It's true what you guys are saying but too many people are having the artifacts with ASUS R9 280X. There are several videos of it on youtube. You can also check out the comments. Gigabyte, Sapphire editions come with mini DP. So, they are quite out of my range after adding the cable cost. 
I was inclined towards buying the HIS one but the MD Computers sales guy said that servicing could be a problem later. So, I will stick to ASUS GTX 760 DCII OC. They quoted me a price of Rs. 21,525 for that. Let's see what it finally comes down to.


----------



## Hiesenberg (Mar 10, 2014)

heartless said:


> It's true what you guys are saying but too many people are having the artifacts with ASUS R9 280X. There are several videos of it on youtube. You can also check out the comments. Gigabyte, Sapphire editions come with mini DP. So, they are quite out of my range after adding the cable cost.
> I was inclined towards buying the HIS one but the MD Computers sales guy said that servicing could be a problem later. So, I will stick to ASUS GTX 760 DCII OC. They quoted me a price of Rs. 21,525 for that. Let's see what it finally comes down to.


I have been using R9 280x for almost 2.5 months now and have never faced any artifacs issue.
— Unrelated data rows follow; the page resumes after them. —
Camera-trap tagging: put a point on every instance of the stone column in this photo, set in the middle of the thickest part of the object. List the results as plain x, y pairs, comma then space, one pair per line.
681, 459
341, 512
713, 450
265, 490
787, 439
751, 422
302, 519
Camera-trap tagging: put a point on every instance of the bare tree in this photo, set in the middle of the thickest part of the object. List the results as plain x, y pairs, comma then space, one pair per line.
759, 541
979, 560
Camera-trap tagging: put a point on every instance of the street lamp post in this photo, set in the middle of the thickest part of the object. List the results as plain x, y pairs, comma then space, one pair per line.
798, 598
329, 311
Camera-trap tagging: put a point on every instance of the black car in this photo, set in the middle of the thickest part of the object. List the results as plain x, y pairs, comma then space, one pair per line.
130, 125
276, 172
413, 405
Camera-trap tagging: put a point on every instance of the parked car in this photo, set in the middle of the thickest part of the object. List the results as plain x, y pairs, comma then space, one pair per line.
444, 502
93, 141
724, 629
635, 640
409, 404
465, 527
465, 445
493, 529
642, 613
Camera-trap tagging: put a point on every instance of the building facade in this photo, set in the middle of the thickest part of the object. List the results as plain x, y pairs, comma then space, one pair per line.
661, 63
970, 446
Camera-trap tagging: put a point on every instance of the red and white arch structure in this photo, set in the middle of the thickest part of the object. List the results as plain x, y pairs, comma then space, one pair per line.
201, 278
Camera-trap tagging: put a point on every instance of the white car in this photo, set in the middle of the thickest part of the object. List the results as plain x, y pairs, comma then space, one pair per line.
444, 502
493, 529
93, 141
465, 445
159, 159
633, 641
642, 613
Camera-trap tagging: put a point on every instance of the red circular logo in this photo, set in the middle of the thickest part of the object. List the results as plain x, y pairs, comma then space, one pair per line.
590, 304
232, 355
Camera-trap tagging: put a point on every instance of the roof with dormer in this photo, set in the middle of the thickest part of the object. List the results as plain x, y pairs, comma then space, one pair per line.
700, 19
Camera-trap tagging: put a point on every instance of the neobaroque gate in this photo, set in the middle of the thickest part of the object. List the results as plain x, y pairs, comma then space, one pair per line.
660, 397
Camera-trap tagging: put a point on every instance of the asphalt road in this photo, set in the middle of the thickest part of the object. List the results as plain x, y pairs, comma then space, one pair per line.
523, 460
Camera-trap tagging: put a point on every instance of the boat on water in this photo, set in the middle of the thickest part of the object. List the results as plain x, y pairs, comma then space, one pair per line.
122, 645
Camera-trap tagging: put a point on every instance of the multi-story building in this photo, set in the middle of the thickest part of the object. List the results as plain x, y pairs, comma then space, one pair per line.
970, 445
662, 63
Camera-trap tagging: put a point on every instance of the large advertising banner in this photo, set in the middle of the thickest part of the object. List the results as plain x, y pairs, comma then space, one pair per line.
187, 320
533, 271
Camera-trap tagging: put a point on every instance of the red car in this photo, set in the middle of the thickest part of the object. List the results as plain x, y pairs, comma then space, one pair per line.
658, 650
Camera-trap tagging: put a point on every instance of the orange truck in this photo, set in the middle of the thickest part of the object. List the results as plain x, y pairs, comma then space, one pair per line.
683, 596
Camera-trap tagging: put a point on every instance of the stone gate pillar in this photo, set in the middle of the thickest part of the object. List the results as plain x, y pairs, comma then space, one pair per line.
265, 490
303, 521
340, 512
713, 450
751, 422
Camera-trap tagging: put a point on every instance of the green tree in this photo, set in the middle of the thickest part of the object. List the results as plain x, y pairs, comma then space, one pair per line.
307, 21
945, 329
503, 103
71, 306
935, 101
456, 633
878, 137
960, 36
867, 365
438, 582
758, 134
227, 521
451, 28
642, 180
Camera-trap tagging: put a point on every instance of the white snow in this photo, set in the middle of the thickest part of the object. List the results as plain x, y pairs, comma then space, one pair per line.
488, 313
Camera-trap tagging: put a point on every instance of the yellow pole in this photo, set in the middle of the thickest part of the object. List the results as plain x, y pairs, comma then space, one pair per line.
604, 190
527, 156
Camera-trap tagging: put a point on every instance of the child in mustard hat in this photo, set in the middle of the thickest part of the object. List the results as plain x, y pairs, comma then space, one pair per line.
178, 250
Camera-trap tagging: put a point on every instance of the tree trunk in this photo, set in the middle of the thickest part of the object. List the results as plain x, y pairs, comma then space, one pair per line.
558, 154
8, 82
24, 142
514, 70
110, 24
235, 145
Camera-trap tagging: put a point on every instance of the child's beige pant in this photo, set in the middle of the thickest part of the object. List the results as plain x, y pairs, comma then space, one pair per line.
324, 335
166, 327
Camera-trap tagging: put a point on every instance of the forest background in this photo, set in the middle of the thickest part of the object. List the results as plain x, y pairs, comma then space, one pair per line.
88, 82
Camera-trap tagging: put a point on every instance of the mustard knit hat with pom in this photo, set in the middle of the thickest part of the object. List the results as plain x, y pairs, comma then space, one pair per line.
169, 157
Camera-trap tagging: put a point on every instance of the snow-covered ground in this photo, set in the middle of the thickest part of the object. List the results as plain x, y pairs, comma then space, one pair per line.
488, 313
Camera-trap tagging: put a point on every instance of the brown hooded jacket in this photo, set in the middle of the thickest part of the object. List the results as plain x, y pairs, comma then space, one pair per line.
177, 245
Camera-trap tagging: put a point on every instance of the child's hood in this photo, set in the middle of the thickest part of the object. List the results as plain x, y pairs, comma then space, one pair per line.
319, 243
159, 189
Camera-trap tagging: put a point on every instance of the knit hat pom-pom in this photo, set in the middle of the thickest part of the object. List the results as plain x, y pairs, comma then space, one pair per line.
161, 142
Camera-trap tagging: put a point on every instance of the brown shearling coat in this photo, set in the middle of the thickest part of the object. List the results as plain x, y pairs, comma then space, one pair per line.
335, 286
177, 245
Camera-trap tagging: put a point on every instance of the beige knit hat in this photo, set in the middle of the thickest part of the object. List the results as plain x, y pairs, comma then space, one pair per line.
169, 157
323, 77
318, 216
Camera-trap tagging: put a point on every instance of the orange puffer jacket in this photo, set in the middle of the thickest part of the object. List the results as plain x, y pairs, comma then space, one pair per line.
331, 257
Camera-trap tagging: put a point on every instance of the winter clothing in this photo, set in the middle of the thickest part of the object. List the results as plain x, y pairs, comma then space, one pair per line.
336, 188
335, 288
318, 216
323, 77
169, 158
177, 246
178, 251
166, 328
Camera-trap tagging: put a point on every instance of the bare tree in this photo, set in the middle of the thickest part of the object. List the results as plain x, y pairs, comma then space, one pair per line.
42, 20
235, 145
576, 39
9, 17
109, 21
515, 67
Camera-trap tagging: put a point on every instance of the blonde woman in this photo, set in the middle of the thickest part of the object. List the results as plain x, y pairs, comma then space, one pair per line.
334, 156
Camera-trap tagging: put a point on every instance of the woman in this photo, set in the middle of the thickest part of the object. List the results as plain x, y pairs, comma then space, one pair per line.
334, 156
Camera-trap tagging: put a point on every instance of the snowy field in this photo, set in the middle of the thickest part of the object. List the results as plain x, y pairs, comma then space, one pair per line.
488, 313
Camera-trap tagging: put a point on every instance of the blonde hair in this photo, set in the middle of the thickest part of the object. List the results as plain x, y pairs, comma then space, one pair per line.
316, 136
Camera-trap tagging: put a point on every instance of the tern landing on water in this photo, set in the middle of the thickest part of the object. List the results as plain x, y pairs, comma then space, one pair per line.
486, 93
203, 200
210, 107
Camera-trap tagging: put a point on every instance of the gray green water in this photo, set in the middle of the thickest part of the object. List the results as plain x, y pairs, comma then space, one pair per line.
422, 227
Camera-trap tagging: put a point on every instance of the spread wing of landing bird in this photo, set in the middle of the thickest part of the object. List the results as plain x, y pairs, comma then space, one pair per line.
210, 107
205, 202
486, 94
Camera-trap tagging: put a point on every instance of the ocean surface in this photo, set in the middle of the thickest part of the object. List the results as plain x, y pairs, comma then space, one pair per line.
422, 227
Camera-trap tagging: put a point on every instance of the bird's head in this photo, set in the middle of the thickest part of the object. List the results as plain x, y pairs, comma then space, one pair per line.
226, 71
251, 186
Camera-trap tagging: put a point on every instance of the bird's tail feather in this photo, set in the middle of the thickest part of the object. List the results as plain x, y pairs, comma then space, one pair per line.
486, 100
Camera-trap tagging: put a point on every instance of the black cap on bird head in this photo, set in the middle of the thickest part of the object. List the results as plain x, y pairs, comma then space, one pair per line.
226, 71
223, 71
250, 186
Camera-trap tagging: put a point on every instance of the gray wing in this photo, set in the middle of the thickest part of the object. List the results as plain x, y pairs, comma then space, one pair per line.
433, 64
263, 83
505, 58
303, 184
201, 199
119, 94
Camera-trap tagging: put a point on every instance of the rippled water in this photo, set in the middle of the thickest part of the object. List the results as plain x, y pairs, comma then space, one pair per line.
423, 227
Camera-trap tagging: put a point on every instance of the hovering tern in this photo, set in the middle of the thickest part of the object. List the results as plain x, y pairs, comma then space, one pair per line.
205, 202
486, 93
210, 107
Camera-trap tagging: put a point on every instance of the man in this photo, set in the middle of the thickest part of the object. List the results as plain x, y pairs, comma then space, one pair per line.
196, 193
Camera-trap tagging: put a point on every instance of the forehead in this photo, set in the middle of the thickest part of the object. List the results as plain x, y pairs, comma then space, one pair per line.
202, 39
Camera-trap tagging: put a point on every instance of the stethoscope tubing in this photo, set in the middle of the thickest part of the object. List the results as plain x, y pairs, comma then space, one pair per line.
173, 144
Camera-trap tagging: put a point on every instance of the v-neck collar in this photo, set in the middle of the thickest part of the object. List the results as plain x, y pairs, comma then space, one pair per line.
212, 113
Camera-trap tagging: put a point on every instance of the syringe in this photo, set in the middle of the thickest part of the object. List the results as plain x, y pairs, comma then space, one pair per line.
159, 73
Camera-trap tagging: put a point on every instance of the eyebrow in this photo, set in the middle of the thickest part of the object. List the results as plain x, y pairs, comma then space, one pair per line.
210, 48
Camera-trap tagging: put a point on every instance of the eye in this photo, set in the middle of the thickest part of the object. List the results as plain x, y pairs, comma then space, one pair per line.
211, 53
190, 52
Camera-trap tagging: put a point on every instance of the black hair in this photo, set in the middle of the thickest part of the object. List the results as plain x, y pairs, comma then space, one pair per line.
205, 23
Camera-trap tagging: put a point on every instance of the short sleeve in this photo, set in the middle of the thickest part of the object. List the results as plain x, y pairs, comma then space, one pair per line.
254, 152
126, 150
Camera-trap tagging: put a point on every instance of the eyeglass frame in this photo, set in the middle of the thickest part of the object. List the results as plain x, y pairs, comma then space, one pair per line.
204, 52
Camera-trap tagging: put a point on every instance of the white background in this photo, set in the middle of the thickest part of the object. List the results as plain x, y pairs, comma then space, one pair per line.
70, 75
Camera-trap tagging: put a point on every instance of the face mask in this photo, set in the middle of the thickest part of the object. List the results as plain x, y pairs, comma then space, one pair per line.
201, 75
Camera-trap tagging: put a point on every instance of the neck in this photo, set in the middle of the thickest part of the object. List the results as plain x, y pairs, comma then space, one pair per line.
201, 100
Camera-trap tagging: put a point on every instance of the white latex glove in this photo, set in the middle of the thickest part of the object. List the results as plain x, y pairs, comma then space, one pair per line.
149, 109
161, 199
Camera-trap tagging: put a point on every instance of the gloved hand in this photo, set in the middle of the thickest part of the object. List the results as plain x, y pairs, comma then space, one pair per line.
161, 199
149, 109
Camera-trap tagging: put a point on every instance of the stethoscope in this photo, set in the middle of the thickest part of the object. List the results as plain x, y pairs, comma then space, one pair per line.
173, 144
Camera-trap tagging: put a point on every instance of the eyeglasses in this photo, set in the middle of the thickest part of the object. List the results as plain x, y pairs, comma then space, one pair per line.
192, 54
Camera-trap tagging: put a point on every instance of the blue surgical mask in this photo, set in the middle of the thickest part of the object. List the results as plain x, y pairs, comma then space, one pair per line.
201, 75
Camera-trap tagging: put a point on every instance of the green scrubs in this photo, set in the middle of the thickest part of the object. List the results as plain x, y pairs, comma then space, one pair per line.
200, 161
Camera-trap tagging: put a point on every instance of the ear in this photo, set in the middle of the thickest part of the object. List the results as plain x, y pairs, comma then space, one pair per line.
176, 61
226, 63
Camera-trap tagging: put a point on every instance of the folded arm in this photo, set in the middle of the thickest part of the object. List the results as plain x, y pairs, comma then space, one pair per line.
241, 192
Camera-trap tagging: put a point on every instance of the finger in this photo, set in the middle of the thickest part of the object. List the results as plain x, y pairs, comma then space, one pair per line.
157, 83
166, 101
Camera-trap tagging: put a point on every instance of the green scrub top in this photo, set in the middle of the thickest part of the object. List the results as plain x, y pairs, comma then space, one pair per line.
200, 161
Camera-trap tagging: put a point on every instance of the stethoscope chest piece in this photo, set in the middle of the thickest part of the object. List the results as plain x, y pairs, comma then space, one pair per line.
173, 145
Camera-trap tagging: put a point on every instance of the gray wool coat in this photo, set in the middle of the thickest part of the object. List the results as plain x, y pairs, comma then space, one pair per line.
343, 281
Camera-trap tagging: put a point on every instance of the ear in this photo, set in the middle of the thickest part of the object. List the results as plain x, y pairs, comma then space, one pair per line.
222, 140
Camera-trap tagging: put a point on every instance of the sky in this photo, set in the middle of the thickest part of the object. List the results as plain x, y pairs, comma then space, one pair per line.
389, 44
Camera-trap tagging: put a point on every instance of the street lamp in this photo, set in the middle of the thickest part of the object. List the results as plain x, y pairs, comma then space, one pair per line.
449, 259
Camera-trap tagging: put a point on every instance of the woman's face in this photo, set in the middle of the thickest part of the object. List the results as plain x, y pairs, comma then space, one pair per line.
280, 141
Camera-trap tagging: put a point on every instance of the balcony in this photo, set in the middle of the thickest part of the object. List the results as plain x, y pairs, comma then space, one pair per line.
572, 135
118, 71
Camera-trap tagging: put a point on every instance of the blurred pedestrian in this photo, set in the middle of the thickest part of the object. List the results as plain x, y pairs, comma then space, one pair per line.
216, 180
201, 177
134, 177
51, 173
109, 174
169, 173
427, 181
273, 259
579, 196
Also i would like to stress that the HIS Ipower IceqX2 cooler is better than the acclaimed ASUS DirectCU2 cooler. Performance difference between ASUS & HIS non-OC cards are similar. I have CX 600 and is enough for the card. Savera (Savera) does the RMA of HIS cards in Calcutta. I think you can get HIS 280X at ~21.5K. That will blow off 760 very easily and matches even 770 (~10k costlier). HIS 280X currently has the best bang for your bucks


----------



## HE-MAN (Mar 10, 2014)

Hiesenberg said:


> I have been using R9 280x for almost 2.5 months now and have never faced any artifacs issue. Also i would like to stress that the HIS Ipower IceqX2 cooler is better than the acclaimed ASUS DirectCU2 cooler. Performance difference between ASUS & HIS non-OC cards are similar. I have CX 600 and is enough for the card. Savera (Savera) does the RMA of HIS cards in Calcutta. I think you can get HIS 280X at ~21.5K. That will blow off 760 very easily and matches even 770 (~10k costlier). HIS 280X currently has the best bang for your bucks



+1....


----------



## heartless (Apr 13, 2014)

Alright guys, I've bought the ASUS GTX 760 DCII OC. Thank you all for helping


----------



## ithehappy (Apr 14, 2014)

Congrats. For how much and from where?


----------



## heartless (Apr 14, 2014)

whatthefrak said:


> Congrats. For how much and from where?



Thanks! 

I bought it for 18,700 from MD Computers.


----------